Another great example of a fantastic dedicated transformation. What are your plans to bulk up?


----------



## jrock00123 (Nov 12, 2013)

Really like the change from the second to third photo.  Awesome job!


----------



## edua (Nov 18, 2013)

jrock00123 said:


> Really like the change from the second to third photo.  Awesome job!




Thanks guys!
I'm currently bulking up (its been 4 Months I have put on about  6 to 7 Lbs) Just eating  a bit more and training hard! i plan to bulck up for about 2 to 3 more months and the cut back a bit and get ripped for summer! 

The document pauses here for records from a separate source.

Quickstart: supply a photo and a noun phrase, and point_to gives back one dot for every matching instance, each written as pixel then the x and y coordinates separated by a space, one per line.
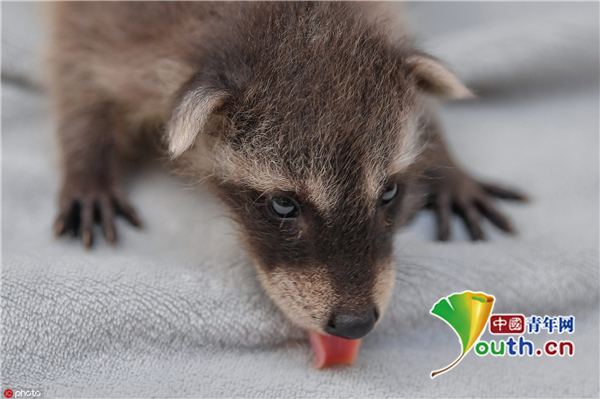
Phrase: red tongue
pixel 331 350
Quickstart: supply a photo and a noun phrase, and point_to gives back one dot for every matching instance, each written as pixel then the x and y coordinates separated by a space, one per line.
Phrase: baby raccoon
pixel 313 122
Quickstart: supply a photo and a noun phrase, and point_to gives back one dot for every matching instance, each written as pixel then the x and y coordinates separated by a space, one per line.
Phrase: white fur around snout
pixel 190 118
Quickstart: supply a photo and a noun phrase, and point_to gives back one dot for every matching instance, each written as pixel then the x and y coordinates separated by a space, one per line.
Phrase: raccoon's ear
pixel 436 79
pixel 190 116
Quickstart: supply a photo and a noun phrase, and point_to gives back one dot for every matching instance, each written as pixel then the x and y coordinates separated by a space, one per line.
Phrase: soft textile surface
pixel 175 310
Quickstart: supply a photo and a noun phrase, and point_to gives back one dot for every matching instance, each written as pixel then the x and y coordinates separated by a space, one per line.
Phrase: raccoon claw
pixel 79 212
pixel 471 200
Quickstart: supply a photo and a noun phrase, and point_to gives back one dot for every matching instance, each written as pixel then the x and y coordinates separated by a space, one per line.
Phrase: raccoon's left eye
pixel 389 194
pixel 285 207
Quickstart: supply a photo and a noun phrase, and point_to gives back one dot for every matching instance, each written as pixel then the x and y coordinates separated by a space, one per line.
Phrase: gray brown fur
pixel 315 101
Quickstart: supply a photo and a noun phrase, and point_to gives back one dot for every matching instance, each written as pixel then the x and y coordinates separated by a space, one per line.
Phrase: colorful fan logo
pixel 467 313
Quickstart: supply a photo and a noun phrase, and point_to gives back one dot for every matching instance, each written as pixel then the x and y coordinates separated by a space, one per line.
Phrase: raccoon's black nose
pixel 351 326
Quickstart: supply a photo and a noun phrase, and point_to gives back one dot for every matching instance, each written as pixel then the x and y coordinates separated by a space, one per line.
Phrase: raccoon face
pixel 318 134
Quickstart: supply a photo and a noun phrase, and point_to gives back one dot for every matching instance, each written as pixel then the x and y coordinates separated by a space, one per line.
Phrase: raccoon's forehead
pixel 325 165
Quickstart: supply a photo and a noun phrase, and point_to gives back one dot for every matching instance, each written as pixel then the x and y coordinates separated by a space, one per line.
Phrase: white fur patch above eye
pixel 190 118
pixel 437 79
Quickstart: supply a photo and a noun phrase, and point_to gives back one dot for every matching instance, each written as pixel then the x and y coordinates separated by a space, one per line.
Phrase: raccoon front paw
pixel 81 206
pixel 453 191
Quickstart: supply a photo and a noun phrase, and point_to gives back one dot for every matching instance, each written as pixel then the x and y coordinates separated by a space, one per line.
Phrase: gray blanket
pixel 176 311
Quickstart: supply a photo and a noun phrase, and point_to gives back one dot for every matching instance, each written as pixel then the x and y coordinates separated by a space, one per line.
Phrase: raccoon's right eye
pixel 285 207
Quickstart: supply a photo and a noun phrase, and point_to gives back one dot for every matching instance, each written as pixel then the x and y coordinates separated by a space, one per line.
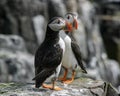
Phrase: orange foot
pixel 68 81
pixel 64 76
pixel 51 87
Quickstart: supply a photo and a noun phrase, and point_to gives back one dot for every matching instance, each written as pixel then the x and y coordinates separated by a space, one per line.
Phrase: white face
pixel 70 18
pixel 57 24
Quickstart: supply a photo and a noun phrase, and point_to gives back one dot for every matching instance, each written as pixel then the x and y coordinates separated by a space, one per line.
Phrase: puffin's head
pixel 72 19
pixel 58 23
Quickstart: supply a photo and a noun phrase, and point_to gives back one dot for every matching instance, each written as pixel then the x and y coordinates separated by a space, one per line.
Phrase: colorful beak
pixel 75 24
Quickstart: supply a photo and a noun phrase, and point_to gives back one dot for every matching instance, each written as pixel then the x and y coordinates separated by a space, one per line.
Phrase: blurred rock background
pixel 22 30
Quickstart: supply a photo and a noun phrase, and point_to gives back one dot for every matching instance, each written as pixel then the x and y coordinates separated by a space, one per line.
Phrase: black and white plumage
pixel 49 55
pixel 72 57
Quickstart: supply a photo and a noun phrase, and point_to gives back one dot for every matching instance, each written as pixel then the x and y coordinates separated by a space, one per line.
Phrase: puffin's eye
pixel 58 22
pixel 68 17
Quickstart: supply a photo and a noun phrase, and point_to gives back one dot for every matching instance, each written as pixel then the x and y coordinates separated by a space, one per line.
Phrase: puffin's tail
pixel 41 77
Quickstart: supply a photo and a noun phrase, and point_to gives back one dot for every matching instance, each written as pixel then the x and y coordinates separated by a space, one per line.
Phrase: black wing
pixel 77 54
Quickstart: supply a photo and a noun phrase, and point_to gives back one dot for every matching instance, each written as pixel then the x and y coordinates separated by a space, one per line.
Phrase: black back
pixel 47 57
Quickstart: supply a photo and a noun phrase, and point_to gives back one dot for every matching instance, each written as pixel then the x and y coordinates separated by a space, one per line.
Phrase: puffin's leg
pixel 65 75
pixel 70 80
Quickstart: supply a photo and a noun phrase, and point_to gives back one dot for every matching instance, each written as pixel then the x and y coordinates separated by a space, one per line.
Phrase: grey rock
pixel 80 87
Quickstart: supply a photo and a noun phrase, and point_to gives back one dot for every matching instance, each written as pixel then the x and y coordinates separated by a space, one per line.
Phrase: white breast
pixel 69 60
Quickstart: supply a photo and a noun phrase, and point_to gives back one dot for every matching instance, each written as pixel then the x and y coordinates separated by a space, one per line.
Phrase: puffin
pixel 72 56
pixel 49 55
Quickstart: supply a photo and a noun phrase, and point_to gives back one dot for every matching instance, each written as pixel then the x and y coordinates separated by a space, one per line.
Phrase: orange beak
pixel 68 26
pixel 75 24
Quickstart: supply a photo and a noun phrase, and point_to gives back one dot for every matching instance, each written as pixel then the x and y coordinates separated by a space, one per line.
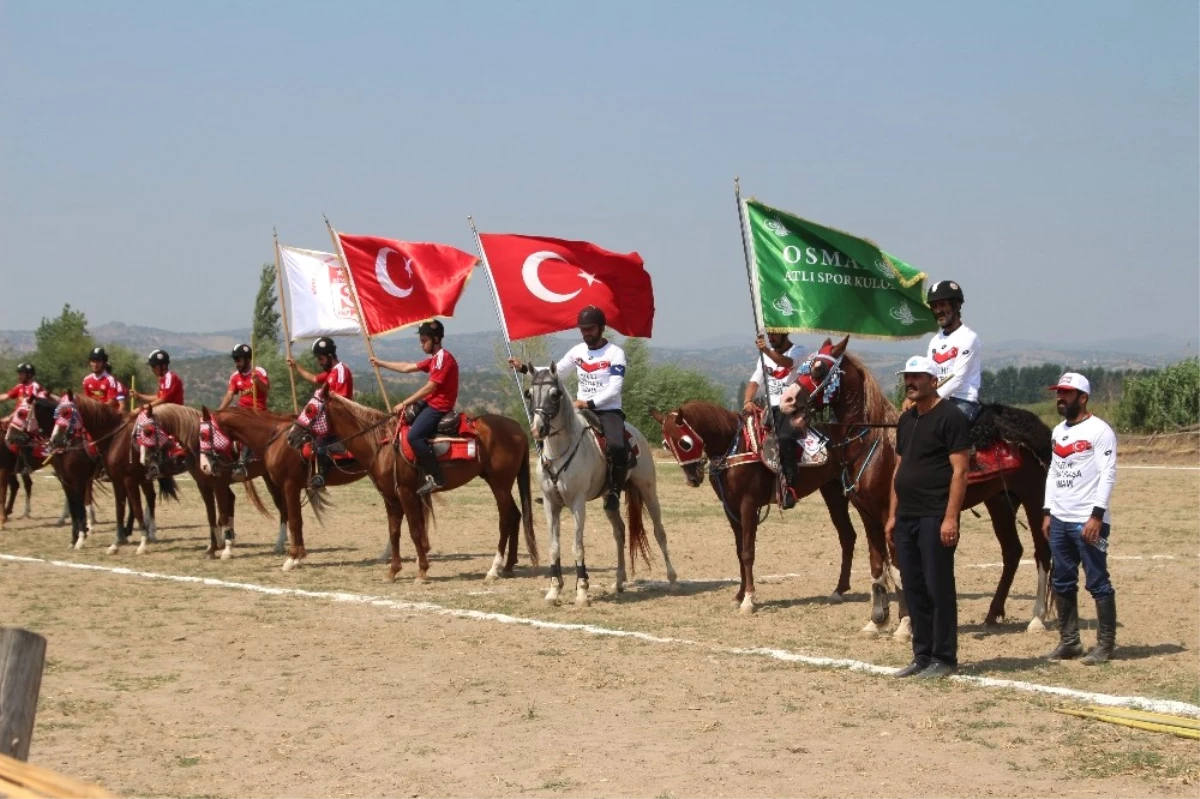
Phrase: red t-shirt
pixel 339 379
pixel 103 388
pixel 29 390
pixel 171 389
pixel 251 395
pixel 444 372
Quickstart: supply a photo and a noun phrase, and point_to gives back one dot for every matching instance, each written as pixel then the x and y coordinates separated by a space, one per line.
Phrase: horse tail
pixel 637 542
pixel 523 488
pixel 255 499
pixel 168 490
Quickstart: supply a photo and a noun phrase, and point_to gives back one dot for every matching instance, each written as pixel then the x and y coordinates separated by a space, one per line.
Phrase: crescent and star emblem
pixel 533 281
pixel 384 278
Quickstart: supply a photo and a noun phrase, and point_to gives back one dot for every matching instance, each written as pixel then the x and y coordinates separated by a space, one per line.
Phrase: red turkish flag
pixel 402 282
pixel 544 283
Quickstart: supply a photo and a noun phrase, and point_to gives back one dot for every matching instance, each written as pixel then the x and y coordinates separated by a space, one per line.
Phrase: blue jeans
pixel 1068 548
pixel 423 428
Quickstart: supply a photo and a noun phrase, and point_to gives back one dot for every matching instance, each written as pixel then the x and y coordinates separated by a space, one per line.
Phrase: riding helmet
pixel 592 316
pixel 945 290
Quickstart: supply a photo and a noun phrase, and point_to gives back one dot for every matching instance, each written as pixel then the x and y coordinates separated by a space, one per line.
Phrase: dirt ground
pixel 160 689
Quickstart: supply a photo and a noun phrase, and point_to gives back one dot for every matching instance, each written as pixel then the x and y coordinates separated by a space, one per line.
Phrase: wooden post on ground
pixel 22 659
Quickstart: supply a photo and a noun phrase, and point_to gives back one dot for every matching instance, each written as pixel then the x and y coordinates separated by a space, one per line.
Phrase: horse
pixel 574 472
pixel 184 425
pixel 863 446
pixel 502 458
pixel 89 434
pixel 285 469
pixel 701 434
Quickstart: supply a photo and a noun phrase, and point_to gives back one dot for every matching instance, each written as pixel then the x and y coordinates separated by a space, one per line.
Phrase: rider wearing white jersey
pixel 955 350
pixel 600 366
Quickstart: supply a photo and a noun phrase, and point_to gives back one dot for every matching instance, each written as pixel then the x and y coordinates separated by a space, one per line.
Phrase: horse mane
pixel 184 422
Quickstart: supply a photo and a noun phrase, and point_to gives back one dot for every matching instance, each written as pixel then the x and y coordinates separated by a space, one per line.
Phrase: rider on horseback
pixel 337 377
pixel 436 398
pixel 600 365
pixel 101 385
pixel 955 350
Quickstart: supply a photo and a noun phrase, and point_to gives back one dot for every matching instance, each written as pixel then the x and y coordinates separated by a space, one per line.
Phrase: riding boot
pixel 432 469
pixel 1107 631
pixel 1069 646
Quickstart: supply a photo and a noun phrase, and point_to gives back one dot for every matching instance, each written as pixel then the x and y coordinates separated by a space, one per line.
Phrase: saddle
pixel 457 438
pixel 631 449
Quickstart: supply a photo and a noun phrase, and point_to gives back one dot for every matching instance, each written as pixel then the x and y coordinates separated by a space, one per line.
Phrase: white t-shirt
pixel 959 364
pixel 778 377
pixel 601 373
pixel 1083 470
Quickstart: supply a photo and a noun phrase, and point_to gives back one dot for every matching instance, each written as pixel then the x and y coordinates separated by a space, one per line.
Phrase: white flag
pixel 318 295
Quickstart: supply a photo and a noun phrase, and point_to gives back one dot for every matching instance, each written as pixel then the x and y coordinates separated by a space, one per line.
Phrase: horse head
pixel 684 443
pixel 312 421
pixel 545 398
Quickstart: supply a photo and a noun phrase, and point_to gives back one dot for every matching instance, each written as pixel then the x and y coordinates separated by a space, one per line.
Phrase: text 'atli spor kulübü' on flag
pixel 813 278
pixel 543 283
pixel 400 283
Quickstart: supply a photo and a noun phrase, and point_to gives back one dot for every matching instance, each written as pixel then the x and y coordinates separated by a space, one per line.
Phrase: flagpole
pixel 754 295
pixel 358 307
pixel 287 332
pixel 499 318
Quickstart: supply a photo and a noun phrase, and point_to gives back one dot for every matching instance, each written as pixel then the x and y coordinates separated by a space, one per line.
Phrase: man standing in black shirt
pixel 933 444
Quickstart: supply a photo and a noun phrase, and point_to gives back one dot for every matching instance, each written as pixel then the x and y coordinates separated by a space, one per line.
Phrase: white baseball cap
pixel 1073 380
pixel 918 365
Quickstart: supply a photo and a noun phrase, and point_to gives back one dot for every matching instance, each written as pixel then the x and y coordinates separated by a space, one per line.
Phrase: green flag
pixel 813 278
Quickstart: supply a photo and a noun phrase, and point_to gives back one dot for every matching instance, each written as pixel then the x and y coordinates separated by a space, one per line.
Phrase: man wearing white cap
pixel 1079 485
pixel 933 444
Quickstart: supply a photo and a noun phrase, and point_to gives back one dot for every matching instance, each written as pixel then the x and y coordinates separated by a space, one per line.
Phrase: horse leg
pixel 839 514
pixel 580 511
pixel 1003 522
pixel 553 522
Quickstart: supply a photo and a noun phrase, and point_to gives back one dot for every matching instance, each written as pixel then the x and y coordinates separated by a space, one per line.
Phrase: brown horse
pixel 863 445
pixel 285 470
pixel 503 460
pixel 184 425
pixel 702 434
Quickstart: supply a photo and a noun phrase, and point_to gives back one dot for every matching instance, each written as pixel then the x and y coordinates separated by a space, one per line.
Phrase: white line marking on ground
pixel 840 664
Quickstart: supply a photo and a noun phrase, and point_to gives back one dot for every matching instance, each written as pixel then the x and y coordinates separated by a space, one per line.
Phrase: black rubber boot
pixel 1107 634
pixel 1069 646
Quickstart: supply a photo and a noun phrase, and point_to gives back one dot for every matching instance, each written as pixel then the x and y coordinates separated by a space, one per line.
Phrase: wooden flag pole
pixel 754 295
pixel 358 307
pixel 499 317
pixel 287 331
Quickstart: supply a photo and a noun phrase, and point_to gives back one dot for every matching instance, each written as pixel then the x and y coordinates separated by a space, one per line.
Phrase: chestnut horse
pixel 503 460
pixel 285 470
pixel 702 434
pixel 863 448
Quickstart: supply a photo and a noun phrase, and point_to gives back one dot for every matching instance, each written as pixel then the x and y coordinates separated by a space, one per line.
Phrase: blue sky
pixel 1044 155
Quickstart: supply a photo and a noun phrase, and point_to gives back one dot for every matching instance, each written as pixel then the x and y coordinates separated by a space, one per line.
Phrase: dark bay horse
pixel 701 434
pixel 503 460
pixel 863 445
pixel 285 470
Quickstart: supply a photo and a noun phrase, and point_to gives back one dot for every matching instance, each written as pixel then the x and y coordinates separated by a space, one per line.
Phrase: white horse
pixel 574 472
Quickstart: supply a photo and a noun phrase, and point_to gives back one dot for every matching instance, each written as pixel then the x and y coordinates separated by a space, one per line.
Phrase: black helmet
pixel 324 346
pixel 592 316
pixel 433 329
pixel 945 290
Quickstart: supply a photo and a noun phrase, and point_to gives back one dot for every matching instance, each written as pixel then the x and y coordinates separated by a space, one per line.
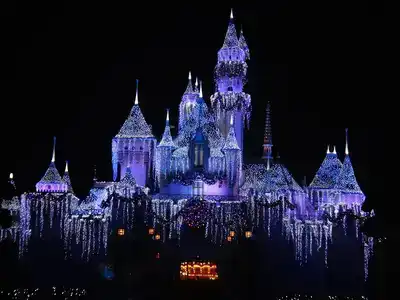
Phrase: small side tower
pixel 164 153
pixel 322 187
pixel 267 146
pixel 52 182
pixel 67 179
pixel 233 156
pixel 134 146
pixel 188 102
pixel 230 75
pixel 347 186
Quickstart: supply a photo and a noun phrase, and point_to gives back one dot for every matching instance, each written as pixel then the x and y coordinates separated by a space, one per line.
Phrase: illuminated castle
pixel 205 158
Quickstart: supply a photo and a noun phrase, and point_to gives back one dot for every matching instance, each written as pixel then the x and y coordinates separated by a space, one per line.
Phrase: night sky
pixel 69 71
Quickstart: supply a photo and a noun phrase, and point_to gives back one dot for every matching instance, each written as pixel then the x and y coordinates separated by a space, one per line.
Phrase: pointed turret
pixel 67 179
pixel 347 181
pixel 231 141
pixel 128 180
pixel 196 85
pixel 243 44
pixel 166 140
pixel 267 152
pixel 189 88
pixel 10 189
pixel 328 172
pixel 52 181
pixel 135 126
pixel 231 39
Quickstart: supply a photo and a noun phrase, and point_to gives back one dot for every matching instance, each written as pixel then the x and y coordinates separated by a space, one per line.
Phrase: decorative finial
pixel 53 159
pixel 167 119
pixel 137 92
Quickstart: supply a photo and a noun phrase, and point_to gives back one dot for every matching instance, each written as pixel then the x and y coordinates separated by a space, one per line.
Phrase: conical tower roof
pixel 128 179
pixel 347 181
pixel 231 141
pixel 135 126
pixel 243 44
pixel 328 173
pixel 67 179
pixel 51 181
pixel 231 39
pixel 283 179
pixel 166 140
pixel 189 88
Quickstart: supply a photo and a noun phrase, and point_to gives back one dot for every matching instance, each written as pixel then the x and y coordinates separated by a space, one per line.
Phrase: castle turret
pixel 67 179
pixel 347 185
pixel 243 44
pixel 52 182
pixel 164 152
pixel 326 177
pixel 267 146
pixel 233 156
pixel 134 146
pixel 188 102
pixel 230 77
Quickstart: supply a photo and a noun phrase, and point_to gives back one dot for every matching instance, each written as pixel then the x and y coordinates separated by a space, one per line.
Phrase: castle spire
pixel 137 92
pixel 166 140
pixel 201 90
pixel 231 39
pixel 189 88
pixel 267 152
pixel 243 44
pixel 67 179
pixel 52 182
pixel 53 158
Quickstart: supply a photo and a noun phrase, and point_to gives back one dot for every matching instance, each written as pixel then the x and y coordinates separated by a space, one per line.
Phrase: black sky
pixel 69 70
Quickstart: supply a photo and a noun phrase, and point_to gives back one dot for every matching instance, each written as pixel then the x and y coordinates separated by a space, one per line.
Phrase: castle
pixel 205 158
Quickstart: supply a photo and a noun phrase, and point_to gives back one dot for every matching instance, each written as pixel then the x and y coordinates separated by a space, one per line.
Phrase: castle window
pixel 198 155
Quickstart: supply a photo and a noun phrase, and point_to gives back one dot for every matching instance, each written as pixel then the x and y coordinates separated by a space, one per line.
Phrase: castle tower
pixel 349 191
pixel 164 152
pixel 188 101
pixel 230 77
pixel 233 156
pixel 267 146
pixel 134 146
pixel 52 182
pixel 67 179
pixel 325 179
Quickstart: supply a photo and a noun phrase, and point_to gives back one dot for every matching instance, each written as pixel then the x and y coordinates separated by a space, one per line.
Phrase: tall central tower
pixel 230 77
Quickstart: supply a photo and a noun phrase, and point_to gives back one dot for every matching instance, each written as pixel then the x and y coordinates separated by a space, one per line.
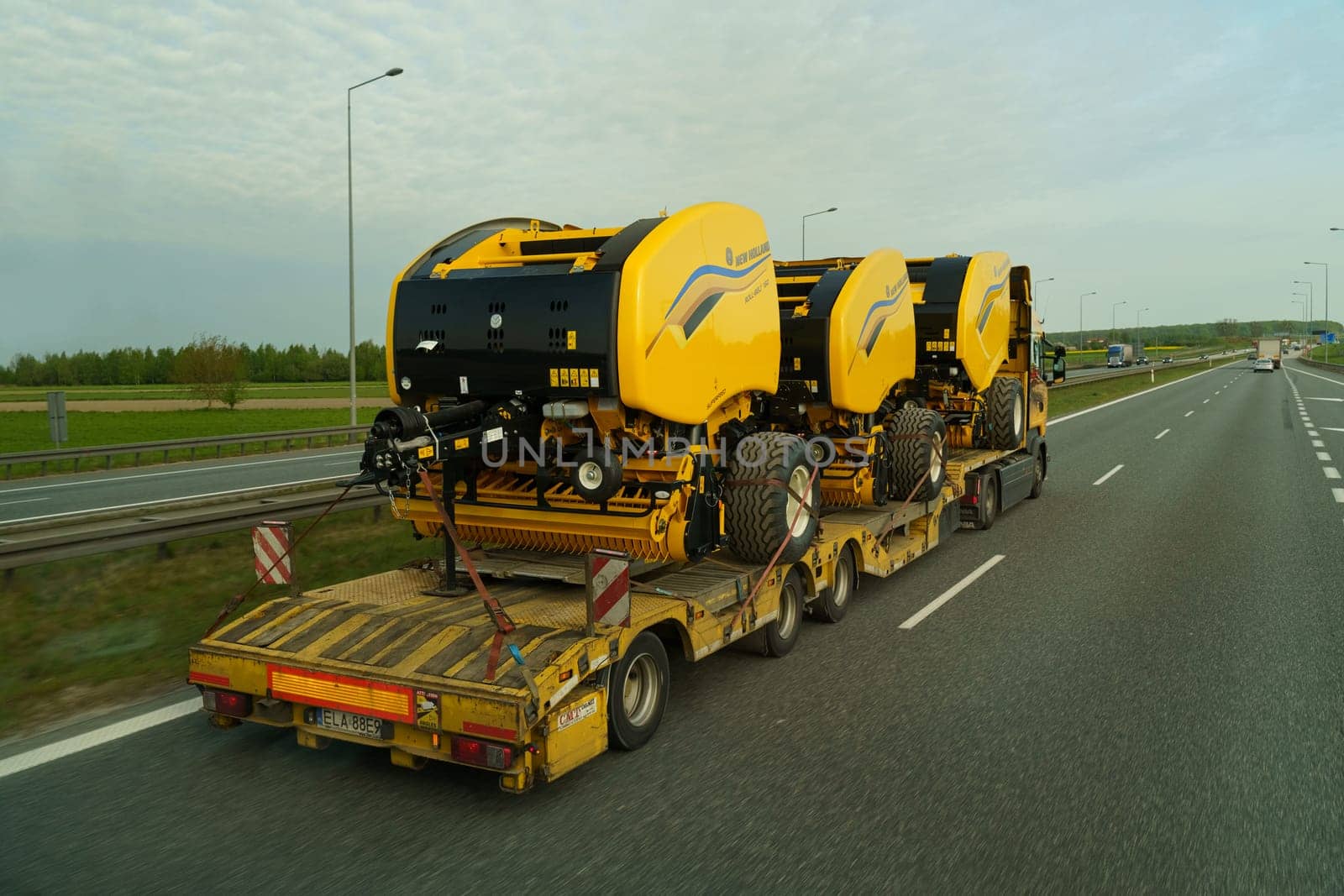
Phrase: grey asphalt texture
pixel 1144 694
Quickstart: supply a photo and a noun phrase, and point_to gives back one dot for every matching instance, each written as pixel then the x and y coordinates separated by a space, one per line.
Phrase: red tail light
pixel 226 703
pixel 481 752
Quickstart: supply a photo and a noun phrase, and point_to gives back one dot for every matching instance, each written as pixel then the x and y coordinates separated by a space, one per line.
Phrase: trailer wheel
pixel 1007 414
pixel 988 501
pixel 638 692
pixel 1039 483
pixel 781 633
pixel 759 515
pixel 832 604
pixel 913 457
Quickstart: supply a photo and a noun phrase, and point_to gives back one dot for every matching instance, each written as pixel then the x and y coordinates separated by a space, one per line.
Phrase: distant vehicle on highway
pixel 1120 355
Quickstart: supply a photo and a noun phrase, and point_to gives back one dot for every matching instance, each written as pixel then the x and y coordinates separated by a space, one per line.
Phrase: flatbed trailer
pixel 381 661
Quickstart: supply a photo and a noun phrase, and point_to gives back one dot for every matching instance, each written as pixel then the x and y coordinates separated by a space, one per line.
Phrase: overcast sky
pixel 178 168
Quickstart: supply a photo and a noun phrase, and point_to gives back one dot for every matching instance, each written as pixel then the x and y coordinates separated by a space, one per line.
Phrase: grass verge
pixel 27 432
pixel 89 633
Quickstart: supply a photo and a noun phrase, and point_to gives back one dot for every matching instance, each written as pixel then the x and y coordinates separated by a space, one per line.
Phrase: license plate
pixel 349 723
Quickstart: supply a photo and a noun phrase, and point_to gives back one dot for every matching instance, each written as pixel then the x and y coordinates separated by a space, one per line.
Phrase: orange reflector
pixel 342 692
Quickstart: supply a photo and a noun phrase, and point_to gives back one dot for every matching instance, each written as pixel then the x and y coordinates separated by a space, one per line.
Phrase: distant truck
pixel 1270 348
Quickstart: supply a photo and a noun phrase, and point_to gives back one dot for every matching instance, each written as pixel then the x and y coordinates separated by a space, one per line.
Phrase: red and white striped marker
pixel 609 587
pixel 270 543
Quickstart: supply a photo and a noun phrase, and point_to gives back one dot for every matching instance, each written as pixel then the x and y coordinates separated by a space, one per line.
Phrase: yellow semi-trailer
pixel 386 661
pixel 533 673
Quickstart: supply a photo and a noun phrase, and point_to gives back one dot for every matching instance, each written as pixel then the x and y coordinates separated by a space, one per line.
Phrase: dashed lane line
pixel 951 593
pixel 1115 470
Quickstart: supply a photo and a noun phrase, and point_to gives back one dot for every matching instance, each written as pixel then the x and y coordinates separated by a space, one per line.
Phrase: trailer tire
pixel 1007 414
pixel 833 602
pixel 1039 481
pixel 988 501
pixel 757 517
pixel 638 692
pixel 783 631
pixel 911 458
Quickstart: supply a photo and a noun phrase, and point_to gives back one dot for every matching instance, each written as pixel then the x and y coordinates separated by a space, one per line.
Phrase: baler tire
pixel 631 727
pixel 757 517
pixel 1007 410
pixel 913 457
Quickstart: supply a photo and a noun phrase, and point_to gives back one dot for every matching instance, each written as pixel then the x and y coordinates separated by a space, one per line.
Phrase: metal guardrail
pixel 217 443
pixel 20 547
pixel 1144 369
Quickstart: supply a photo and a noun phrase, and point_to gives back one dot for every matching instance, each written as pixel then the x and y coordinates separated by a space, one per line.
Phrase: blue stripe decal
pixel 985 305
pixel 714 269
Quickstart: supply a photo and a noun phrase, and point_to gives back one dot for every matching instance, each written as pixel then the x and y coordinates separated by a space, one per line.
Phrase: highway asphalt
pixel 1142 694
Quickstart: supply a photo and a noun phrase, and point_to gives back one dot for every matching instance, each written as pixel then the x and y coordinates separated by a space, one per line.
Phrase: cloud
pixel 215 134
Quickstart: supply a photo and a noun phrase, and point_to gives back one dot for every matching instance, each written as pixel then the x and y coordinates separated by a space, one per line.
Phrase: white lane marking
pixel 181 497
pixel 1126 398
pixel 1119 468
pixel 60 748
pixel 192 469
pixel 951 593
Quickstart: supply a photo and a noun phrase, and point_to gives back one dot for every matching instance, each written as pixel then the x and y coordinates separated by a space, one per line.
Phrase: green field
pixel 183 392
pixel 71 641
pixel 27 430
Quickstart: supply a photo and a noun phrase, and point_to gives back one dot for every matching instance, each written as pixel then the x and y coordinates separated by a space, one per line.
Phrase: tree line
pixel 265 363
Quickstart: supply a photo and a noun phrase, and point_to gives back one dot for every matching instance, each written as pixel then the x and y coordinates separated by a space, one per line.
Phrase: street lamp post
pixel 1310 293
pixel 1035 286
pixel 1081 317
pixel 1326 265
pixel 349 208
pixel 824 211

Ill post pictures later ! 
Cheers!


----------



## OfficerFarva (Nov 18, 2013)

Are you natty or cycle?  Either way, good job.


----------



## edua (Nov 21, 2013)

Natural.I believe i still have a long way to go before i decide to jump on any cycle.


----------



## MJR Research (Nov 22, 2013)

Looking great keep at it


----------



## Gibbz (Nov 22, 2013)

Well done man


----------



## Bama78 (Nov 23, 2013)

Great job man!


----------



## kg5000 (Dec 27, 2013)

Awesome work brotha !!


----------



## glutezbrah (Mar 20, 2014)

Damn good progress brah!


----------



## FitnessSage (Mar 21, 2014)

This is some great progress, we're all proud of you  Must have been difficult but hard work pays off


----------



## Dannie (Apr 29, 2014)

Good progress, I bet chicks dig the 'Brad Pitt in Fight Club' look.


----------



## tools2020 (Jul 10, 2014)

Great progress man, keep going!


----------